2.- Con il secondo motivo viene dedotta omessa, illogica, insufficiente e contraddittoria motivazione. Violazione e falsa applicazione dell’art. 2116 c.c. e della L. n. 1338 del 1962, art. 13, in quanto l’omissione contributiva produceva un pregiudizio patrimoniale a carico del prestatore di lavoro consistente nella perdita totale o parziale della prestazione previdenziale pensionistica e nella necessità di costituire la provvista necessaria ad ottenere un beneficio economico corrispondente alla pensione. E la Corte d’appello non aveva in nessun modo giudicato sullo svolgimento dell’attività lavorativa del signor Ventrucci, defunto marito della ricorrente; mentre il giudice di primo grado aveva riconosciuto lo svolgimento della stessa attività e su tale fattispecie non vi era stata impugnazione da parte dell’Inps per cui la medesima statuizione era passata in giudicato. Sicchè per lo stesso periodo erano dovuti i contributi di previdenza e di assistenza o in subordine la costituzione di rendita vitalizia ai sensi della L. n. 1338 del 1962, ex art. 13.

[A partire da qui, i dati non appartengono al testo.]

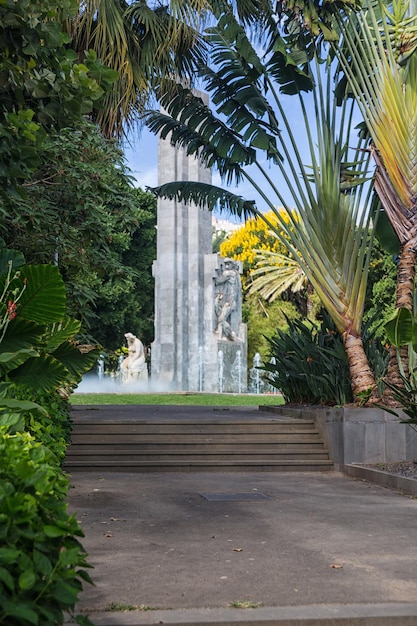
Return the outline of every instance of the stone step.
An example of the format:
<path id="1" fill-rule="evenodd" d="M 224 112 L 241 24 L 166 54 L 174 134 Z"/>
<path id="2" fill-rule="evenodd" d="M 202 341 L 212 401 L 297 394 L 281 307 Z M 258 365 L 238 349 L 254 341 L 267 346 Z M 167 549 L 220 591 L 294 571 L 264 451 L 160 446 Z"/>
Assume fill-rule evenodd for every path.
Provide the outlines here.
<path id="1" fill-rule="evenodd" d="M 331 471 L 333 463 L 330 460 L 323 459 L 317 461 L 309 460 L 280 460 L 266 461 L 253 460 L 245 461 L 239 459 L 228 459 L 226 461 L 210 461 L 200 459 L 198 461 L 125 461 L 118 458 L 114 460 L 106 460 L 101 458 L 89 458 L 73 461 L 71 458 L 66 459 L 66 471 L 73 472 L 76 470 L 103 470 L 103 471 L 135 471 L 135 472 L 186 472 L 186 471 L 202 471 L 202 472 L 229 472 L 229 471 L 282 471 L 282 472 L 315 472 L 315 471 Z"/>
<path id="2" fill-rule="evenodd" d="M 103 414 L 105 419 L 103 419 Z M 128 419 L 124 415 L 128 414 Z M 181 410 L 148 419 L 102 411 L 75 417 L 65 469 L 113 471 L 324 471 L 332 469 L 313 420 L 245 417 L 222 411 L 195 419 Z"/>
<path id="3" fill-rule="evenodd" d="M 293 420 L 293 421 L 154 421 L 143 420 L 73 420 L 74 432 L 93 433 L 317 433 L 314 421 Z"/>
<path id="4" fill-rule="evenodd" d="M 216 448 L 207 451 L 201 448 L 193 448 L 191 450 L 184 450 L 183 448 L 179 448 L 178 450 L 154 450 L 154 451 L 146 451 L 142 452 L 141 450 L 135 450 L 134 448 L 127 449 L 100 449 L 100 448 L 76 448 L 72 451 L 69 451 L 68 458 L 71 459 L 71 462 L 76 459 L 82 459 L 83 457 L 96 457 L 102 459 L 108 459 L 109 461 L 113 460 L 117 462 L 119 459 L 123 461 L 177 461 L 184 460 L 185 462 L 194 462 L 198 461 L 202 458 L 207 459 L 209 461 L 227 461 L 233 460 L 236 462 L 241 461 L 279 461 L 279 460 L 293 460 L 293 459 L 305 459 L 305 460 L 316 460 L 316 459 L 328 459 L 329 453 L 328 450 L 293 450 L 291 452 L 287 451 L 278 451 L 278 450 L 253 450 L 251 452 L 242 452 L 241 450 L 229 449 L 225 452 L 221 453 Z"/>
<path id="5" fill-rule="evenodd" d="M 72 437 L 72 442 L 74 445 L 84 444 L 84 443 L 93 443 L 93 444 L 108 444 L 110 446 L 117 444 L 189 444 L 189 445 L 224 445 L 224 444 L 232 444 L 232 445 L 245 445 L 245 444 L 276 444 L 281 445 L 285 443 L 295 443 L 295 442 L 303 442 L 303 443 L 315 443 L 320 442 L 320 438 L 318 434 L 315 435 L 300 435 L 299 438 L 295 438 L 295 435 L 263 435 L 261 433 L 253 434 L 253 433 L 239 433 L 236 435 L 232 434 L 204 434 L 204 435 L 195 435 L 195 434 L 187 434 L 182 433 L 179 435 L 175 435 L 172 433 L 168 434 L 126 434 L 124 432 L 120 432 L 114 435 L 106 435 L 106 434 L 89 434 L 89 433 L 74 433 Z"/>
<path id="6" fill-rule="evenodd" d="M 249 439 L 249 438 L 248 438 Z M 218 452 L 228 453 L 231 450 L 240 450 L 242 453 L 251 453 L 262 451 L 268 452 L 291 452 L 293 450 L 315 451 L 323 449 L 323 442 L 316 437 L 315 439 L 297 439 L 292 437 L 288 440 L 277 441 L 274 439 L 263 440 L 255 439 L 242 441 L 241 439 L 229 441 L 225 439 L 209 438 L 209 439 L 197 439 L 190 437 L 183 437 L 182 439 L 173 440 L 170 436 L 169 439 L 162 437 L 160 440 L 156 438 L 149 440 L 134 439 L 123 437 L 122 435 L 118 439 L 109 440 L 108 438 L 102 438 L 98 435 L 91 437 L 79 436 L 73 437 L 72 446 L 69 447 L 68 453 L 71 453 L 74 449 L 81 449 L 84 452 L 92 452 L 93 450 L 107 450 L 113 451 L 126 451 L 129 449 L 135 449 L 137 452 L 170 452 L 172 450 L 183 450 L 187 452 L 189 450 L 199 450 L 199 453 L 212 452 L 214 449 Z"/>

3.- Con il terzo motivo viene dedotta la violazione dell’art. 329 c.p.c., comma 2 e conseguente violazione dell’art. 2909 c.c. in quanto la sentenza di primo grado aveva riconosciuto il diritto della signora M.M. all’accredito contributivo relativamente al periodo in discussione in quanto il marito aveva prestato attività lavorativa alle dipendenze della Cat srl, non avendo l’INPS impugnato tale statuizione sicchè erano dovuti i contributi previdenziali.

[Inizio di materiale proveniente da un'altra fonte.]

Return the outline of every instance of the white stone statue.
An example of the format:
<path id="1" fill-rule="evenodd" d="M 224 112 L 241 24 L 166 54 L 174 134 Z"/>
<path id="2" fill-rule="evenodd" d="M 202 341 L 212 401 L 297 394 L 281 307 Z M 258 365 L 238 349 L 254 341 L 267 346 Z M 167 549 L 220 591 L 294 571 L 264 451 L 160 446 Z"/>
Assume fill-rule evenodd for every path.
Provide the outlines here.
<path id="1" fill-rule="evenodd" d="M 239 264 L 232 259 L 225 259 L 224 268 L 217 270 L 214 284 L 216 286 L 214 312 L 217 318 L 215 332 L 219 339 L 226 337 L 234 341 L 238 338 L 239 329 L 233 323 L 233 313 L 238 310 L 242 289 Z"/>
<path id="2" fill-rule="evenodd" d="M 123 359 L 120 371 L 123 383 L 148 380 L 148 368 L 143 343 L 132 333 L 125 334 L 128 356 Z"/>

4.- I due motivi di ricorso, i quali possono essere trattati unitariamente per la connessione delle censure, sono inammissibili. Anzitutto per la novità delle questioni introdotte in relazione alle tutele previste dall’art. 2126 c.c. e dalla L. n. 1338 del 1962, art. 13, rispetto alla domanda svolta in giudizio che era limitata all’accertamento del diritto all’accredito contributivo. In secondo luogo perchè, avendo il giudice d’appello escluso in via preliminare l’interesse ad agire della ricorrente, nessun giudicato interno si è potuto formare in relazione alle statuizioni contenute nella sentenza di primo grado sui punti in discussione che coinvolgono questioni logicamente successive rispetto a quella (concernente appunto la mancanza di interesse ad agire) su cui è intervenuta la sentenza impugnata. Va inoltre considerato che il ricorso neppure trascrive la sentenza di primo grado rivelandosi pure privo di specificità in relazione all’invocato giudicato.

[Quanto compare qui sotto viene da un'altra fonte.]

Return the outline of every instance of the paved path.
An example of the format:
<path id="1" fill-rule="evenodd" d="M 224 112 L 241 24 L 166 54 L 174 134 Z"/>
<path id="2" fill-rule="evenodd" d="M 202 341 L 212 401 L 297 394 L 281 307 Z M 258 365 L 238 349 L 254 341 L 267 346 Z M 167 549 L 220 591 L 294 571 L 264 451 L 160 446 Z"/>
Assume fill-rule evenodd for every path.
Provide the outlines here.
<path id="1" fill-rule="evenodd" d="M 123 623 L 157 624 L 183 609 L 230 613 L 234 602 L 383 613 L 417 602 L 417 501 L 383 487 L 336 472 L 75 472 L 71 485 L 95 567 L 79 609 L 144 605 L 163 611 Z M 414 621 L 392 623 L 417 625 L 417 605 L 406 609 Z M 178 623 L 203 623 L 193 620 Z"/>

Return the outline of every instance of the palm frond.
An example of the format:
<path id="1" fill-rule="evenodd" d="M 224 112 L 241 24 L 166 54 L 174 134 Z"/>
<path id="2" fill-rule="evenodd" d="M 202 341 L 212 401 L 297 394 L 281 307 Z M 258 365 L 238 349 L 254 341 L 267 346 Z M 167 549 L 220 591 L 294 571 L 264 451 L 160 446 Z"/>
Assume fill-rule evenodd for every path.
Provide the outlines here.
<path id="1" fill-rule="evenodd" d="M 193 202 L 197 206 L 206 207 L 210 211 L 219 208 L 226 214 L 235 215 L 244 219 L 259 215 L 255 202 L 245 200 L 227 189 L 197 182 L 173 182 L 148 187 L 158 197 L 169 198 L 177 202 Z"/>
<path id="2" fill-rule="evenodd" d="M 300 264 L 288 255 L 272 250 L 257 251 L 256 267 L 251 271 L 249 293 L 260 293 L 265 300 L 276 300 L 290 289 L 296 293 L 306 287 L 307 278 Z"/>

5.- Per le considerazioni che precedono il ricorso deve essere rigettato. La ricorrente deve essere condannata alla rifusione delle processuali. Avuto riguardo all’esito del giudizio ed alla data di proposizione del ricorso sussistono i presupposti processuali di cui al D.P.R. n. 115 del 2002, art. 13, comma 1 quater.

P.Q.M.

Rigetta il ricorso. Condanna il ricorrente al pagamento delle processuali liquidate in complessive Euro 2200, di cui Euro 2000 per compensi professionali oltre il 15% di spese generali ed accessori di legge. Ai sensi del D.P.R. n. 115 del 2002, art. 13, comma 1 quater, dà atto della sussistenza dei presupposti processuali per il versamento, da parte del ricorrente, dell’ulteriore importo a titolo di contributo unificato pari a quello, ove dovuto, per il ricorso a norma dello stesso art. 13, comma 1 bis.

Così deciso in Roma, all’adunanza camerale, il 25 febbraio 2020.